Мир Сальвадора Дали
 
                   

 

Предыдущая Следующая

И правда — другая. Как они молоды там, на этих снимках, как радуются жизни, морю и друг другу, еще не подозревая, что это лето — единственное. Дальше им — врозь. У них все еще впереди — стихи, живопись, театр, горечь разминовения, слава, война. Они не знают сроков, отмеренных судьбой. Не знают, что одного — Федерико — мир и запомнит таким, как в то лето, — счастливым и навеки юным. Здесь, в саду, за беленой стеной, под ослепительной синью лазурного неба, у скалы по имени Орлица, над прозрачной — до дна — морской гладью они совершенно по-детски дурачатся, подшучивая друг над другом, играют в игрушки, снимаются на память. Какой же долгой и горькой будет она для сестры одного и подруги? невесты? другого...

Вот он и прозвучал, неизбежный, не раз заданный вопрос: "Скажите, Лорка был в вас влюблен?" Ана Мария не уходила от ответа, но отвечала всегда одинаково, сдержанно и коротко, тем пресекая дальнейшие расспросы: "Он мне никогда об этом не говорил". Ответ и простодушен, и лукав, и благороден — как прожитая жизнь. И, что, может быть, самое главное, ее запрет так же мягок и так же непреложен, как запрет Лорки.

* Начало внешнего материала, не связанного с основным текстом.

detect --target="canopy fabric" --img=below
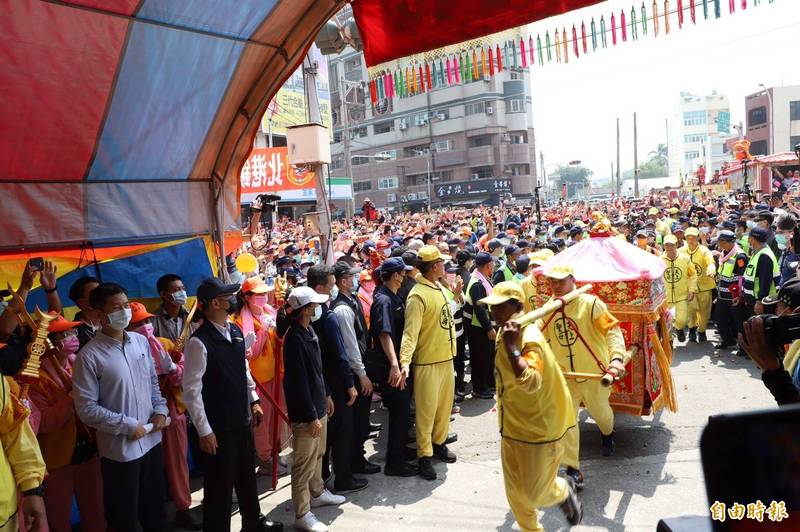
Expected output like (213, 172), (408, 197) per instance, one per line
(353, 0), (601, 66)
(0, 0), (343, 249)
(536, 237), (666, 283)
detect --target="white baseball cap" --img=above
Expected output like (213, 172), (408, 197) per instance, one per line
(286, 286), (328, 310)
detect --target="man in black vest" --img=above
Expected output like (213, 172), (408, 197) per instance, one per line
(183, 279), (283, 532)
(331, 261), (381, 475)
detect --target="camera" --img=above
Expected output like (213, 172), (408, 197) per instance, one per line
(750, 313), (800, 350)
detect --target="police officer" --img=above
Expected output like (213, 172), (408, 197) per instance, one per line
(742, 227), (780, 318)
(714, 230), (747, 349)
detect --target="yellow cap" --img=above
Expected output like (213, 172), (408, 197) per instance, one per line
(545, 264), (575, 279)
(478, 281), (525, 306)
(417, 246), (450, 262)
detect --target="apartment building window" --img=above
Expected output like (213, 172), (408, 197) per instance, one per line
(431, 140), (453, 153)
(372, 120), (394, 135)
(789, 100), (800, 121)
(747, 105), (767, 127)
(469, 135), (492, 148)
(506, 99), (525, 113)
(470, 166), (494, 179)
(464, 102), (486, 116)
(378, 177), (400, 190)
(683, 111), (707, 126)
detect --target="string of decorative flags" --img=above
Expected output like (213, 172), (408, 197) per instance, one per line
(369, 0), (774, 105)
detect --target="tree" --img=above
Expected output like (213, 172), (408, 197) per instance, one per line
(555, 164), (593, 198)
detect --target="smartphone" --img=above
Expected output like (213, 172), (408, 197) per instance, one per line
(28, 257), (44, 272)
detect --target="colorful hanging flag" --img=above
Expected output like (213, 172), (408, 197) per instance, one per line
(619, 9), (628, 42)
(611, 13), (617, 46)
(581, 21), (589, 55)
(572, 24), (581, 58)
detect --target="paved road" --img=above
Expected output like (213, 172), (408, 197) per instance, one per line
(209, 326), (775, 532)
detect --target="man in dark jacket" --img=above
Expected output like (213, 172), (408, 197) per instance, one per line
(308, 264), (368, 493)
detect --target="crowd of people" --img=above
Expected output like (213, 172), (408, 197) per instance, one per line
(0, 182), (800, 532)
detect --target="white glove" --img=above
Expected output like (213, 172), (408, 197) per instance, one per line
(244, 331), (256, 349)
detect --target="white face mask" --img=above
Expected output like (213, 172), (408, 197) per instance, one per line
(108, 308), (132, 331)
(172, 290), (187, 305)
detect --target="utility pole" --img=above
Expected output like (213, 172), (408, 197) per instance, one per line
(616, 117), (622, 196)
(338, 77), (356, 218)
(303, 54), (333, 266)
(636, 111), (639, 199)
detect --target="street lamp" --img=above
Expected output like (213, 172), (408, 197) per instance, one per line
(758, 83), (775, 155)
(414, 150), (431, 211)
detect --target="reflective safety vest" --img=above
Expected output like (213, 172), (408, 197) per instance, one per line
(743, 245), (781, 299)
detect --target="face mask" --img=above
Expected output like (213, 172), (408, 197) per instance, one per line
(133, 323), (154, 338)
(108, 308), (132, 331)
(172, 290), (187, 305)
(59, 336), (81, 355)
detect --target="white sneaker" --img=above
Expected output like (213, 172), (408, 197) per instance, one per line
(311, 490), (347, 508)
(294, 512), (328, 532)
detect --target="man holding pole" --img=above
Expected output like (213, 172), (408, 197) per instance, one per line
(480, 281), (583, 532)
(539, 265), (630, 489)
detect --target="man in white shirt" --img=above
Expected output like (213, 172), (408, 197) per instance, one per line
(183, 278), (283, 532)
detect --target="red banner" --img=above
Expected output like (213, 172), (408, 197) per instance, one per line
(239, 147), (316, 195)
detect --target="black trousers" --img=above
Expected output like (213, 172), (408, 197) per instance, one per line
(203, 424), (261, 532)
(381, 386), (411, 465)
(354, 378), (372, 463)
(467, 325), (494, 392)
(714, 299), (739, 345)
(453, 331), (467, 392)
(100, 444), (167, 532)
(322, 390), (355, 489)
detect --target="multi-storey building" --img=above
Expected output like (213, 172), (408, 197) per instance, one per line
(329, 49), (536, 210)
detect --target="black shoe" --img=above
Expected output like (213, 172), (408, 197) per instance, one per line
(403, 447), (417, 462)
(172, 510), (203, 530)
(433, 443), (456, 464)
(417, 456), (436, 480)
(333, 477), (369, 495)
(353, 458), (381, 475)
(567, 467), (584, 491)
(242, 515), (283, 532)
(383, 462), (419, 477)
(560, 477), (583, 526)
(600, 432), (614, 456)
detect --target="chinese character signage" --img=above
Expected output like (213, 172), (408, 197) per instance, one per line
(239, 147), (315, 196)
(436, 179), (511, 199)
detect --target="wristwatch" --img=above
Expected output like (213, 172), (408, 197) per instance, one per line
(22, 484), (44, 497)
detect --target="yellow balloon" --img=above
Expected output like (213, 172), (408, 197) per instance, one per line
(236, 253), (258, 273)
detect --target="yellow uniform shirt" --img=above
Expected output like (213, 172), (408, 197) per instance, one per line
(400, 274), (456, 366)
(0, 376), (45, 524)
(678, 243), (717, 292)
(538, 294), (628, 374)
(494, 313), (575, 443)
(661, 253), (697, 303)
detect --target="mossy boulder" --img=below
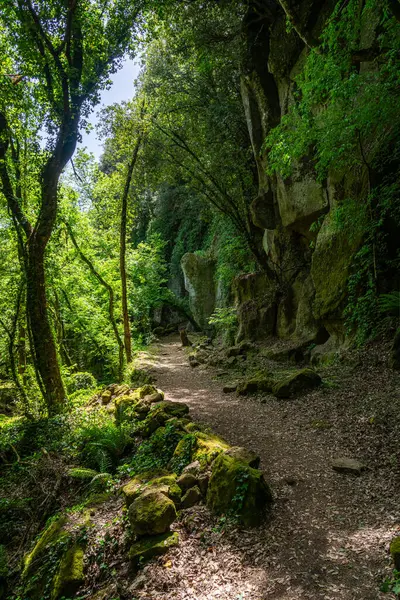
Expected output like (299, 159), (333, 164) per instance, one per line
(390, 535), (400, 571)
(128, 531), (179, 566)
(22, 517), (69, 580)
(51, 544), (85, 600)
(207, 454), (272, 526)
(137, 400), (189, 438)
(225, 446), (260, 469)
(272, 369), (322, 398)
(390, 329), (400, 371)
(151, 400), (189, 418)
(22, 511), (90, 600)
(129, 490), (176, 535)
(122, 474), (182, 507)
(181, 485), (201, 508)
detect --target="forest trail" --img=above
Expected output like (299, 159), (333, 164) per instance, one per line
(137, 337), (399, 600)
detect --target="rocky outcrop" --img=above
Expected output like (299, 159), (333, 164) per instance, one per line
(181, 253), (216, 331)
(207, 453), (272, 526)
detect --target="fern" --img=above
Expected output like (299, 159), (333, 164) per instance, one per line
(379, 291), (400, 315)
(68, 467), (98, 479)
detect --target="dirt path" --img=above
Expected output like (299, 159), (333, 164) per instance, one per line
(137, 338), (400, 600)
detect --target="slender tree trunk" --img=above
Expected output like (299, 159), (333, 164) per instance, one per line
(119, 134), (142, 363)
(65, 223), (124, 381)
(26, 232), (66, 414)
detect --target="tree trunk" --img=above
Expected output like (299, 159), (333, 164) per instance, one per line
(119, 135), (142, 363)
(26, 232), (66, 414)
(65, 223), (124, 382)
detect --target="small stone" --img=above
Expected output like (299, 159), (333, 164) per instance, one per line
(284, 475), (297, 486)
(181, 485), (201, 508)
(143, 392), (164, 404)
(332, 458), (366, 475)
(176, 473), (197, 491)
(101, 390), (112, 405)
(272, 368), (322, 398)
(224, 446), (260, 469)
(222, 383), (237, 394)
(129, 491), (176, 535)
(128, 531), (179, 568)
(390, 535), (400, 571)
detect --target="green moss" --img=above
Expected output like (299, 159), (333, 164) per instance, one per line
(0, 544), (8, 580)
(129, 489), (176, 535)
(128, 531), (179, 565)
(122, 474), (181, 507)
(237, 374), (274, 396)
(151, 400), (189, 418)
(193, 431), (229, 467)
(51, 544), (84, 600)
(207, 454), (272, 526)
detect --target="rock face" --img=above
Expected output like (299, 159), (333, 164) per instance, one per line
(235, 0), (382, 347)
(21, 513), (89, 600)
(181, 253), (216, 331)
(390, 329), (400, 371)
(390, 536), (400, 571)
(128, 531), (179, 566)
(272, 369), (322, 398)
(207, 453), (272, 526)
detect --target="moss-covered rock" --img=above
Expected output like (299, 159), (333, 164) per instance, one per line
(207, 454), (272, 526)
(181, 485), (201, 508)
(190, 431), (229, 467)
(151, 400), (189, 418)
(390, 535), (400, 571)
(176, 472), (197, 492)
(22, 511), (90, 600)
(122, 474), (182, 507)
(181, 252), (216, 331)
(225, 446), (260, 469)
(51, 544), (84, 600)
(128, 531), (179, 566)
(129, 490), (176, 535)
(272, 369), (322, 398)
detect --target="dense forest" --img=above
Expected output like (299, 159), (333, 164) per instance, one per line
(0, 0), (400, 600)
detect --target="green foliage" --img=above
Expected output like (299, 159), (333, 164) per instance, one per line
(381, 569), (400, 596)
(265, 0), (400, 180)
(118, 423), (182, 475)
(208, 306), (238, 331)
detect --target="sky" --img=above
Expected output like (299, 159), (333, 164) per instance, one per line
(78, 59), (139, 159)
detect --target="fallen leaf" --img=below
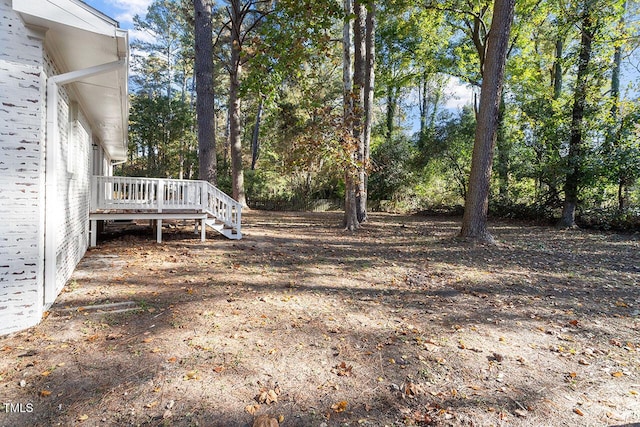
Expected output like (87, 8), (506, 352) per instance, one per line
(513, 409), (528, 418)
(253, 415), (279, 427)
(331, 400), (347, 412)
(184, 371), (200, 380)
(244, 405), (260, 415)
(267, 390), (278, 405)
(331, 362), (353, 377)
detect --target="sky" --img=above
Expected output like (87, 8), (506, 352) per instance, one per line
(83, 0), (153, 30)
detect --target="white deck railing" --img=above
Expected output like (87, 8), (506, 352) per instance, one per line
(91, 176), (242, 237)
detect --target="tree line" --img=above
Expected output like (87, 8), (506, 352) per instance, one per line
(121, 0), (640, 234)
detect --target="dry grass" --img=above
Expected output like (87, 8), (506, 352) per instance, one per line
(0, 212), (640, 426)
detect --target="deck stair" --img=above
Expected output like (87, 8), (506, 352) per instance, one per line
(89, 176), (242, 246)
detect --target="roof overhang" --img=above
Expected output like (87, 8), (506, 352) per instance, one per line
(13, 0), (129, 161)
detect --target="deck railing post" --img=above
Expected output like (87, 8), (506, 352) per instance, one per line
(156, 180), (164, 212)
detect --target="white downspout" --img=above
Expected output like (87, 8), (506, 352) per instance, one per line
(44, 59), (127, 307)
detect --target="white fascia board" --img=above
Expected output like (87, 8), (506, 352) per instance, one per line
(13, 0), (118, 37)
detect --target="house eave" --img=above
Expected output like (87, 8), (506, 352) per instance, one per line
(12, 0), (129, 161)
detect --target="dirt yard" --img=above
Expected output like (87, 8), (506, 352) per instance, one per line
(0, 212), (640, 427)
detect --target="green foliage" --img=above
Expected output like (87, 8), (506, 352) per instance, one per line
(369, 134), (418, 201)
(420, 107), (476, 199)
(120, 95), (198, 178)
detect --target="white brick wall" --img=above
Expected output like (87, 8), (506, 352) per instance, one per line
(0, 0), (44, 334)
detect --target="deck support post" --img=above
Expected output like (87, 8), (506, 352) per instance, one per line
(156, 219), (162, 243)
(90, 219), (98, 248)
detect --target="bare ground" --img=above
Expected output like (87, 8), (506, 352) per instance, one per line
(0, 212), (640, 427)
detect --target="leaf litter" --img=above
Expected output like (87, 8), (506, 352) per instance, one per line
(0, 212), (640, 427)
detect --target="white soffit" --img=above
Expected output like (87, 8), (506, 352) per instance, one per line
(13, 0), (129, 160)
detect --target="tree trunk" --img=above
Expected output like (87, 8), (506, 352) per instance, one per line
(558, 5), (595, 228)
(496, 92), (511, 202)
(251, 96), (264, 170)
(342, 0), (360, 231)
(353, 0), (367, 222)
(229, 0), (247, 207)
(460, 0), (515, 243)
(357, 1), (376, 222)
(553, 34), (564, 99)
(192, 0), (217, 185)
(385, 84), (398, 141)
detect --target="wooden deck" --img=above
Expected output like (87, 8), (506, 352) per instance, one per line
(89, 176), (242, 246)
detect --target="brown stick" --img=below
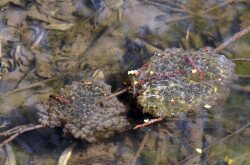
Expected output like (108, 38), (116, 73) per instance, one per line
(0, 125), (27, 136)
(0, 124), (46, 147)
(131, 131), (150, 165)
(133, 117), (163, 130)
(104, 88), (127, 100)
(214, 26), (250, 53)
(232, 84), (250, 92)
(231, 58), (250, 61)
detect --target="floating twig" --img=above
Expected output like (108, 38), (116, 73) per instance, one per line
(133, 117), (163, 130)
(0, 124), (45, 147)
(214, 26), (250, 53)
(104, 88), (128, 100)
(231, 58), (250, 61)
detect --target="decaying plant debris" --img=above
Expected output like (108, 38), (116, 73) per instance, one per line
(0, 0), (250, 164)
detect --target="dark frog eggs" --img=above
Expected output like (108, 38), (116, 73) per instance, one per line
(132, 48), (235, 117)
(37, 79), (131, 142)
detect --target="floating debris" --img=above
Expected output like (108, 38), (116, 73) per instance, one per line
(132, 48), (235, 117)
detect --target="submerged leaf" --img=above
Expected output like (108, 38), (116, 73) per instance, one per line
(57, 143), (76, 165)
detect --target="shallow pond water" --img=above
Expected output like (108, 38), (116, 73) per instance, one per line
(0, 0), (250, 165)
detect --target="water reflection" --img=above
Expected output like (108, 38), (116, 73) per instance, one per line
(0, 0), (250, 164)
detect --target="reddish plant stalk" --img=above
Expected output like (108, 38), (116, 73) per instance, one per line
(185, 55), (205, 80)
(49, 94), (71, 105)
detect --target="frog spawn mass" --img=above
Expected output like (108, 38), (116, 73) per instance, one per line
(133, 48), (235, 117)
(37, 80), (130, 142)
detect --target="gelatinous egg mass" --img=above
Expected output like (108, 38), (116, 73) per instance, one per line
(133, 48), (235, 117)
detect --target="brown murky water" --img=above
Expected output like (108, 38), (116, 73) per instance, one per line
(0, 0), (250, 165)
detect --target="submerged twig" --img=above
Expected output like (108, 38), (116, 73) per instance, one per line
(214, 26), (250, 53)
(131, 131), (150, 164)
(232, 84), (250, 92)
(104, 88), (128, 100)
(133, 117), (163, 130)
(0, 124), (45, 147)
(179, 122), (250, 164)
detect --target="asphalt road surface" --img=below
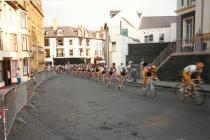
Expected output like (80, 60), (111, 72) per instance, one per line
(8, 74), (210, 140)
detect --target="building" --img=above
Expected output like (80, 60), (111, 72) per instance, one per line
(156, 0), (210, 83)
(26, 0), (44, 72)
(45, 26), (105, 65)
(176, 0), (210, 52)
(139, 16), (176, 43)
(107, 10), (141, 66)
(0, 0), (29, 88)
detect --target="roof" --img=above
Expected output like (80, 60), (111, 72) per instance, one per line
(45, 26), (103, 39)
(139, 16), (176, 29)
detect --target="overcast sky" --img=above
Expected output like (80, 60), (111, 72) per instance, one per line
(43, 0), (177, 30)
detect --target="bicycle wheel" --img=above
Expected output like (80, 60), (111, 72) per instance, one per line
(175, 84), (185, 102)
(192, 85), (206, 105)
(110, 78), (115, 88)
(149, 85), (157, 98)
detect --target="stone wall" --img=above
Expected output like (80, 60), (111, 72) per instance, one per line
(126, 43), (170, 64)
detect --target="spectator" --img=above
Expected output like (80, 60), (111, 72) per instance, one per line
(15, 68), (21, 85)
(7, 70), (12, 85)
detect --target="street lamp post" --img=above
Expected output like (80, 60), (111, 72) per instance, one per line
(104, 23), (110, 69)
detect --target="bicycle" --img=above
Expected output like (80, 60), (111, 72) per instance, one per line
(140, 77), (157, 98)
(118, 76), (127, 91)
(175, 79), (206, 105)
(101, 73), (107, 85)
(107, 75), (115, 88)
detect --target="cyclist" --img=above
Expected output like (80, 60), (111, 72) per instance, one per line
(118, 63), (127, 89)
(108, 63), (116, 85)
(182, 62), (204, 84)
(143, 65), (158, 90)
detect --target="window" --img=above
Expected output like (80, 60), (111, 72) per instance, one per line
(181, 0), (184, 6)
(144, 36), (149, 43)
(56, 38), (63, 46)
(11, 60), (18, 77)
(69, 49), (74, 56)
(45, 49), (50, 58)
(21, 35), (28, 51)
(0, 1), (2, 19)
(10, 34), (17, 51)
(23, 58), (28, 76)
(56, 29), (63, 36)
(57, 49), (64, 57)
(79, 38), (82, 46)
(44, 38), (50, 46)
(159, 34), (164, 42)
(69, 39), (73, 45)
(112, 42), (116, 52)
(186, 18), (193, 44)
(86, 39), (90, 46)
(0, 32), (3, 50)
(149, 35), (153, 42)
(187, 0), (196, 6)
(79, 49), (83, 56)
(20, 12), (27, 28)
(0, 61), (3, 82)
(86, 49), (90, 56)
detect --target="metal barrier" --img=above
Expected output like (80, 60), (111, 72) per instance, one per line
(0, 71), (54, 140)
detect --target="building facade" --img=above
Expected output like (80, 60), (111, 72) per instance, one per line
(139, 16), (176, 43)
(26, 0), (44, 72)
(45, 26), (105, 65)
(0, 0), (29, 88)
(107, 11), (141, 66)
(176, 0), (210, 52)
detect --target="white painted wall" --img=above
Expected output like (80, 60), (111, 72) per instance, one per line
(0, 0), (29, 87)
(45, 37), (104, 63)
(108, 11), (140, 66)
(109, 35), (137, 66)
(140, 23), (176, 43)
(195, 0), (210, 50)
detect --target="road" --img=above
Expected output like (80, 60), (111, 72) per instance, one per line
(9, 74), (210, 140)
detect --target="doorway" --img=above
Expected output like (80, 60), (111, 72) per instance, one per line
(3, 58), (12, 86)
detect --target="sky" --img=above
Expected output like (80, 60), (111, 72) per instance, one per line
(43, 0), (177, 30)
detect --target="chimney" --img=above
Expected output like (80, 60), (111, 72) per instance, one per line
(109, 10), (120, 18)
(52, 18), (58, 31)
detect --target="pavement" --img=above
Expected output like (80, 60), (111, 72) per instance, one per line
(0, 86), (14, 95)
(128, 79), (210, 92)
(5, 74), (210, 140)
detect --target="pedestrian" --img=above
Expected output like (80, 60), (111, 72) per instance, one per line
(15, 68), (21, 85)
(7, 70), (12, 85)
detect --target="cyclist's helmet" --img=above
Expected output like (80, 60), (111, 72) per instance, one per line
(151, 65), (157, 72)
(197, 62), (204, 69)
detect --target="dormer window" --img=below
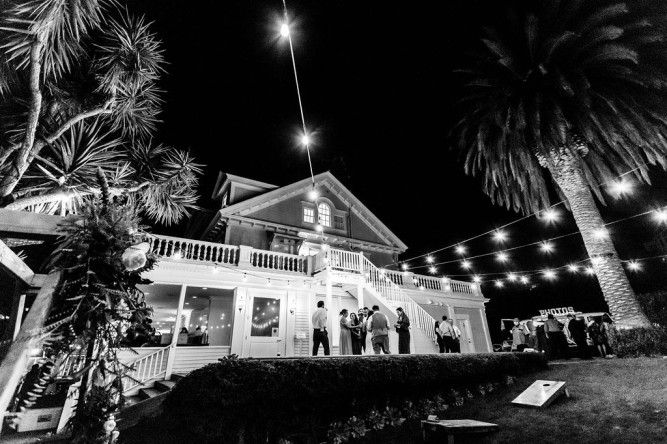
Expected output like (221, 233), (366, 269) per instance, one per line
(317, 202), (331, 227)
(303, 208), (315, 224)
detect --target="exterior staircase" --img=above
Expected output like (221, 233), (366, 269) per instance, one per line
(315, 248), (438, 353)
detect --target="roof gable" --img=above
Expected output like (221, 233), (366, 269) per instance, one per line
(211, 171), (408, 251)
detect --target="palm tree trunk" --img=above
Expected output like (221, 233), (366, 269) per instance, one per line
(545, 144), (651, 328)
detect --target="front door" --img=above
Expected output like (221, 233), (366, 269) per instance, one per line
(243, 293), (287, 358)
(456, 315), (475, 353)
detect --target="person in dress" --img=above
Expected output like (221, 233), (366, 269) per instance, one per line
(350, 313), (361, 355)
(365, 310), (374, 355)
(394, 307), (410, 355)
(435, 321), (445, 353)
(338, 308), (352, 356)
(369, 305), (391, 355)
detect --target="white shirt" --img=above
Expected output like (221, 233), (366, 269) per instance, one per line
(313, 307), (327, 330)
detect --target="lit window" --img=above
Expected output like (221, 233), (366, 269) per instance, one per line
(317, 203), (331, 227)
(303, 208), (315, 224)
(334, 216), (345, 230)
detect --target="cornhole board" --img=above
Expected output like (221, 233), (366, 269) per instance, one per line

Друзья вспоминают, что Федерико был открыт и светел, и только близким изредка случалось видеть его подавленным и молчаливым. Изредка не потому, что он избегал

печали. О чем только ни писал он друзьям и как ни доверителен тон этих писем, то, что мучило его, не сквозит даже между строк. И в стихах — ни исповедей, ни признаний. Таков был категорический внутренний императив. "Надо следить, чтобы твои горести не просочились в стихи, иначе поэзия сыграет с тобой злую шутку: затаенное выставит напоказ тем, кто не должен — ни за что — это видеть", — писал он другу. Только, может быть, в "Сонетах темной любви" он сказал больше, чем хотел. Когда Лорка прочел Висенте Алейсандре сонеты, потрясенный до глубины души друг не сдержался и воскликнул: "Как же ты, наверно, страдал!" Лорка улыбнулся в ответ — простодушно, по-детски. В улыбке была радость — стихи понравились другу, была благодарность за участие, но был и запрет, мягкий и бесповоротный.

Пусть запрет останется непреложен и для исследователя, и для биографа, и для читателя этой истории о том, что не случилось, истории непрожитой любви. Но не оттого ли, что судьба оборвала ее на полуслове, несбывшееся становится полноправным персонажем в драматургии Лорки? То, чего не было и уже никогда не будет, мучает и донью Роситу, и Иерму, и героев "Когда пройдет пять лет". Слишком хорошо Лорка знал, что память о непрожитом не отпускает и — в отличие от памяти о пережитом — не стирается.